Ashtine went quiet for a second, twirling the straw in her drink. Then, without warning, she slipped the bracelet off her wrist and held it out to him.

"Here."

He blinked. "What are you—"

"Hold onto it," she said casually. "Until you figure out where it came from."

"And if I never guess right?"

She smiled, soft and amused. "Then it'll stay with you longer than it stayed with me."

He reached out, slowly, carefully, like he wasn't sure if touching it would break whatever spell she was casting. When the bracelet was finally in his hand, he turned it over between his fingers. The metal was warm from her skin.

"Is this a challenge?" he asked.

"Maybe," she said, standing and stretching like the conversation hadn't shifted something subtle between them. "Maybe I just want to see if you're the kind of guy who pays attention to details."

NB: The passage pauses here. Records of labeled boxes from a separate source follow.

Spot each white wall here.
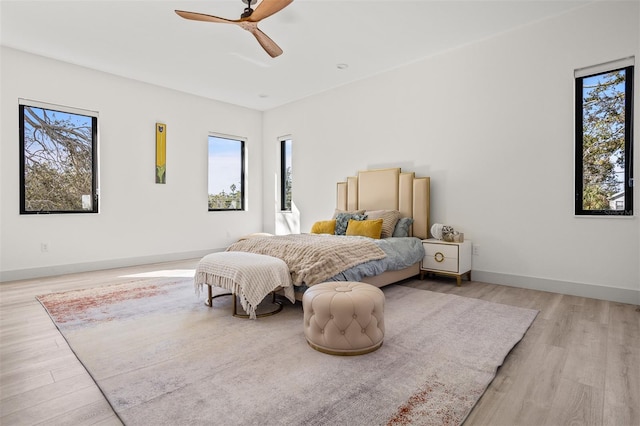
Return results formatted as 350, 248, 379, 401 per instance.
0, 47, 263, 280
264, 2, 640, 303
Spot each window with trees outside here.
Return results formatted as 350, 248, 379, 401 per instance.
280, 139, 293, 211
209, 134, 245, 211
18, 100, 98, 214
575, 58, 633, 216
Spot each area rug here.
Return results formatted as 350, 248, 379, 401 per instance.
38, 278, 537, 425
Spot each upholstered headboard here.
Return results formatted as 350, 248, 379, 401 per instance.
336, 167, 430, 238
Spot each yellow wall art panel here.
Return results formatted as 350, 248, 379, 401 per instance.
156, 123, 167, 183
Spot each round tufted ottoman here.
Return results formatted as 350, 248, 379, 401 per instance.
302, 281, 384, 355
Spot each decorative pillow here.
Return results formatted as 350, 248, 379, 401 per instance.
347, 219, 383, 239
335, 213, 367, 235
365, 210, 401, 238
393, 217, 413, 237
311, 220, 336, 234
331, 209, 364, 219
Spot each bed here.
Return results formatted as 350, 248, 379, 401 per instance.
227, 168, 430, 299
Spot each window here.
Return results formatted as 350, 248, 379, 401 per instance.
575, 58, 633, 216
209, 135, 245, 211
18, 100, 98, 214
280, 139, 293, 211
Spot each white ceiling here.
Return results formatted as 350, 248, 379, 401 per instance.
0, 0, 591, 111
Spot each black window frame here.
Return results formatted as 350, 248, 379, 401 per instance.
207, 133, 247, 212
18, 100, 100, 215
575, 65, 634, 217
280, 138, 293, 212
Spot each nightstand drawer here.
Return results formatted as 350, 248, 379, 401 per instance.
420, 239, 471, 285
422, 244, 459, 272
422, 244, 458, 259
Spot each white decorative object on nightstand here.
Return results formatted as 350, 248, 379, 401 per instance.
420, 238, 471, 285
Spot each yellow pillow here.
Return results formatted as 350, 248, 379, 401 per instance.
311, 220, 336, 235
347, 219, 382, 239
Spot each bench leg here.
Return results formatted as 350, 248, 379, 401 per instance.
204, 285, 283, 318
204, 284, 233, 308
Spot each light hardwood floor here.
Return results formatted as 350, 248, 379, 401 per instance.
0, 259, 640, 426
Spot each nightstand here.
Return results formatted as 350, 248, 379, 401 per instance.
420, 238, 471, 285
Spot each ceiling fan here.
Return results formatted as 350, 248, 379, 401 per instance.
176, 0, 293, 58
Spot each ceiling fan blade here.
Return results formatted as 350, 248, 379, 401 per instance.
176, 10, 238, 24
249, 27, 282, 58
247, 0, 293, 22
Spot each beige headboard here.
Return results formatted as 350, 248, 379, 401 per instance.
336, 167, 430, 238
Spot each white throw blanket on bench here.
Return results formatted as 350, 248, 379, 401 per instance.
194, 252, 295, 319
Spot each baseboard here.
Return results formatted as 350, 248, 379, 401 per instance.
471, 270, 640, 305
0, 248, 224, 282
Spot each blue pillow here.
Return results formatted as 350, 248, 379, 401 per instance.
335, 213, 367, 235
393, 217, 413, 237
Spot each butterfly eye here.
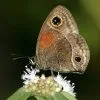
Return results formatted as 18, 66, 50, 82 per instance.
75, 56, 81, 62
52, 16, 61, 26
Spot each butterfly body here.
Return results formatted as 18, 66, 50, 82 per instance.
36, 6, 90, 72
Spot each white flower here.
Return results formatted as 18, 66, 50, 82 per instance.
22, 66, 75, 96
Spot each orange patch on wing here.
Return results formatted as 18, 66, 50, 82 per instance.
40, 32, 55, 48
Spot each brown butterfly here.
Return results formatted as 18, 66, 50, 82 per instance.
32, 6, 90, 72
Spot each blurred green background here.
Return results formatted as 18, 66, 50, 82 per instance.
0, 0, 100, 100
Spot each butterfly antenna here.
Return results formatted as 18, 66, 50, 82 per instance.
50, 68, 54, 77
11, 54, 28, 60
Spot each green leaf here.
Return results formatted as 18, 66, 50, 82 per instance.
7, 87, 77, 100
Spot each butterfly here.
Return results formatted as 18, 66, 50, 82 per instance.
12, 5, 90, 73
35, 5, 90, 72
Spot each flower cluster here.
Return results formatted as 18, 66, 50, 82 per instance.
22, 66, 75, 96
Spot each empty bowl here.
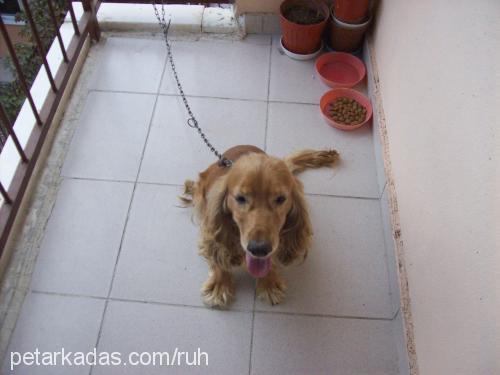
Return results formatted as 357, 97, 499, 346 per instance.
319, 88, 373, 130
316, 52, 366, 87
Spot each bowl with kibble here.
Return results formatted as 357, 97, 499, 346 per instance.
319, 88, 372, 130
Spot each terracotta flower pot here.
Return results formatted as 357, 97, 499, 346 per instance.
280, 0, 329, 55
329, 12, 371, 52
333, 0, 370, 23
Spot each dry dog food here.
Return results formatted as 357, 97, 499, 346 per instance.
327, 97, 366, 125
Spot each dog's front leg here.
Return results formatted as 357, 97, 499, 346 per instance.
257, 263, 286, 305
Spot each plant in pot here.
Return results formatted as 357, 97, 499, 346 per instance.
280, 0, 329, 55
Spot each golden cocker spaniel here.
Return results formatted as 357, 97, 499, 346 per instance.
181, 146, 338, 308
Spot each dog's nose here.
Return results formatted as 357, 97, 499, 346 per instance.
247, 240, 271, 257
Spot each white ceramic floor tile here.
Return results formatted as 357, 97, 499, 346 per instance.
31, 180, 133, 297
380, 188, 400, 314
161, 41, 270, 100
93, 301, 252, 375
256, 196, 393, 318
2, 293, 104, 375
251, 313, 397, 375
139, 96, 266, 184
267, 103, 379, 198
112, 184, 254, 310
62, 92, 155, 181
89, 37, 167, 93
269, 37, 331, 104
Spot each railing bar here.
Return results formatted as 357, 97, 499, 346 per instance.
22, 0, 57, 92
0, 103, 28, 163
47, 0, 69, 63
68, 0, 80, 36
0, 17, 42, 125
0, 182, 12, 204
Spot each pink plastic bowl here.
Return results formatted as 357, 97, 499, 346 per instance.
319, 88, 373, 130
316, 52, 366, 87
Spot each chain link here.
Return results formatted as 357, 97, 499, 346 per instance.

She left before he could answer.

That night, Andres sat in bed, staring at the bracelet laid out across his palm. He should've been sleeping—he had an early call time—but instead, he was scrolling through old Instagram stories, wondering if it had always been there in the background.

Sure enough, in one grainy behind-the-scenes clip from months ago, Ashtine was sitting cross-legged on a couch, laughing at something the director had said, and the bracelet shimmered on her wrist like a quiet watermark.

He snapped a quick photo of it wrapped loosely around his own wrist and uploaded it to his story without a caption. No name. No context. Just a silver thread that hummed with more meaning than most things he'd shared.

It took less than ten minutes for Ashtine to view it.

She didn't reply. Didn't like it. But the read receipt was enough. She'd seen it.

The next morning, rehearsal was quiet. The set was running behind schedule, and most of the actors were stuck in the green room waiting for new call times.

Andres walked in late, rubbing sleep from his eyes, only to find her already seated on one of the classroom desks, typing into her phone with that same unreadable look she always had when she was thinking too much and saying too little.

She looked up, and her eyes fell immediately to his wrist.

"You wore it," she said simply.

He lifted his arm, twisting it so the bracelet caught the light. "Didn't take it off."

"Good," she said, and offered him a quiet smile before returning to her phone.

He sat down beside her. They didn't say much for a while.

Later that afternoon, someone took a candid photo of the two of them during a break—both leaning against the studio wall, laughing over something no one else had heard. The picture circulated online within minutes. Fans zoomed in. The bracelet didn't go unnoticed.

Her fans commented. His fans speculated. And for the first time, neither of them rushed to deny it.

In the chaos of lights, scripts, and spotlight, a bracelet had slipped into the story.

But for them, it was never about what the fans saw. It was about what they never said out loud.

A silver thread. A soft challenge. And something that felt like the beginning of more.